Genetic Engineering Publications - GEG Tech top picks

In vivo screening of the CRISPR genome identifies the transcriptional modulator CITED2 as an essential factor in the progression of prostate cancer to bone metastases. The discovery not only improves understanding of the molecular basis of the disease, but also opens up new avenues for targeted therapies, potentially revolutionizing treatment paradigms for patients battling advanced prostate cancer. The study meticulously engineered non-metastatic human prostate cancer cell lines to activate or inhibit gene expression using CRISPRa or CRISPRi technology. Modified cancer cells were then implanted into the prostate of nude mice, and following tumor development and emergence of metastases, primary and metastatic tumors were harvested for analysis. In vivo CRISPR screening identified CITED2 as an important promoter of bone metastasis, standing out among various genes for its substantial impact. Subsequent functional validation experiments, including innovative organ-on-a-chip assays, reinforced CITED2's role in promoting bone invasion, highlighting its potential as a therapeutic target. The research also looked at CITED2-driven transcriptional profiles, revealing distinct patterns of primary and metastatic cancer, which could inform the development of precision medicine approaches. 

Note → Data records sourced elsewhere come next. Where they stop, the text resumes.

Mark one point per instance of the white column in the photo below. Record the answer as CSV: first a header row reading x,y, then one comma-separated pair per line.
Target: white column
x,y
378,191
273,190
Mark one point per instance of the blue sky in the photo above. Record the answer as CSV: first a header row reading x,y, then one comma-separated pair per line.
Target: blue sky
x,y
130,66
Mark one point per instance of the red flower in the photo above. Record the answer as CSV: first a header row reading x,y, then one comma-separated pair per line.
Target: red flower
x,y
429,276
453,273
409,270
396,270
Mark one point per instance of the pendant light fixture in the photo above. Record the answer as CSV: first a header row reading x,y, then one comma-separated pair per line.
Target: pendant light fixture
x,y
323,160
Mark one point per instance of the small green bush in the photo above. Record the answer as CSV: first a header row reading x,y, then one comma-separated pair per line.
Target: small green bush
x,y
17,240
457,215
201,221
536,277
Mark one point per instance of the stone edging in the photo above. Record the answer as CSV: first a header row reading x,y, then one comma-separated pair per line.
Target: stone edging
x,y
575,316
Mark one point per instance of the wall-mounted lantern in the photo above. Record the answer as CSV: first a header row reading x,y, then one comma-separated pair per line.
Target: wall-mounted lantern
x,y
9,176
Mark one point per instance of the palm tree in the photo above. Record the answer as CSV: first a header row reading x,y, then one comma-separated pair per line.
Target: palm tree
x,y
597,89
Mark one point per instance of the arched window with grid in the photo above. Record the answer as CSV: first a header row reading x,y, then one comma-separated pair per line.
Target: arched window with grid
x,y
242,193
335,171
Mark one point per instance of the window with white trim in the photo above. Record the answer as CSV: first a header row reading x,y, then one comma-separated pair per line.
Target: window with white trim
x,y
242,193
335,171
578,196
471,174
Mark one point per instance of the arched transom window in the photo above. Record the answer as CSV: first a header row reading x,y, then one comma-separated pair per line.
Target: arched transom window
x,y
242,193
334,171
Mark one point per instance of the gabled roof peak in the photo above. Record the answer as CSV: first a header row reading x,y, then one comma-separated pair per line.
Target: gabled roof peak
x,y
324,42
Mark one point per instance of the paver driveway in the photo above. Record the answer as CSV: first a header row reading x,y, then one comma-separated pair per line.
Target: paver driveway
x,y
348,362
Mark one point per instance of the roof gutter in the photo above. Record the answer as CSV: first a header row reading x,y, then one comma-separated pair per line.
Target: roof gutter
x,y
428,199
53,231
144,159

In a study published in Nature Microbiology, the team led by Dr. John Schoggins, Assistant Professor of Microbiology, used the cutting-edge CRISPR technology to identify the IFI6 gene as a potent antiviral gene targeting flaviviruses. The researchers then used traditional cell culture studies to confirm the gene’s role in protecting against infection by Zika, West Nile, dengue, and yellow fever viruses.

High content screening (HCS), in which manipulation of candidate genes is combined with rapid image analysis of phenotypic effects, has emerged as a powerful technique to identify key regulators of axon outgrowth. In this study, the scientists explore the utility of a genome editing approach referred to as CRISPR  for knockout screening in primary neurons. For example, they targeted proteins included NeuN (RbFox3) and PTEN, a well-studied regulator of axon growth. Effective knockdown lagged at least four days behind transfection, but targeted proteins were eventually undetectable by immunohistochemistry in > 80% of transfected cells.  Their finding establish an example of CRISPR-mediated protein knockdown in primary cortical neurons and its compatibility with HCS workflows.

Breast cancer is the second most common cancer in American women, and triple-negative breast cancer (TNBC) is a more aggressive and deadly form of the disease that accounts for 10-15% of all breast tumors. Using a comprehensive, state-of-the-art genomic screening method known as CRISPR/CAS9 screening, scientists were able to identify a specific enzyme called UBA1 that proved to be an ideal therapeutic target. Using a new UBA inhibitor drug called TAK-243, they blocked the cellular function of UBA1 and effectively killed cancer cells in patient-derived breast tumors in mice. Previous research has shown that UBA1 inhibitors can have a positive impact on hematological cancers such as acute myeloid leukemia and chronic myeloid leukemia. This study, recently published in PNAS Nexus, is the first to suggest that UBA1 inhibitors may be effective in TNBC. TAK-243 was recently tested in early phase trials, paving the way for potential testing in TNBC patients. The researchers also determined that the c-MYC gene can be harnessed to cooperate with TAK-243 to initiate a cellular stress response and improve the drug's ability to combat TNBC. This supports the idea that TAK-243 may be effective in TNBC with high c-MYC expression, where c-MYC may serve as a biomarker for drug response.

High-throughput genetic screens have become essential tools for studying a wide variety of biological processes. Here the scientists experimentally compare systems based on clustered regularly interspaced short palindromic repeat (CRISPR)/CRISPR-associated protein 9 (Cas9) or its transcriptionally repressive variant, CRISPR-interference (CRISPRi), with a traditional short hairpin RNA (shRNA)-based system for performing lethality screens. They find that the CRISPR technology performed best, with low noise, minimal off-target effects and consistent activity across reagents.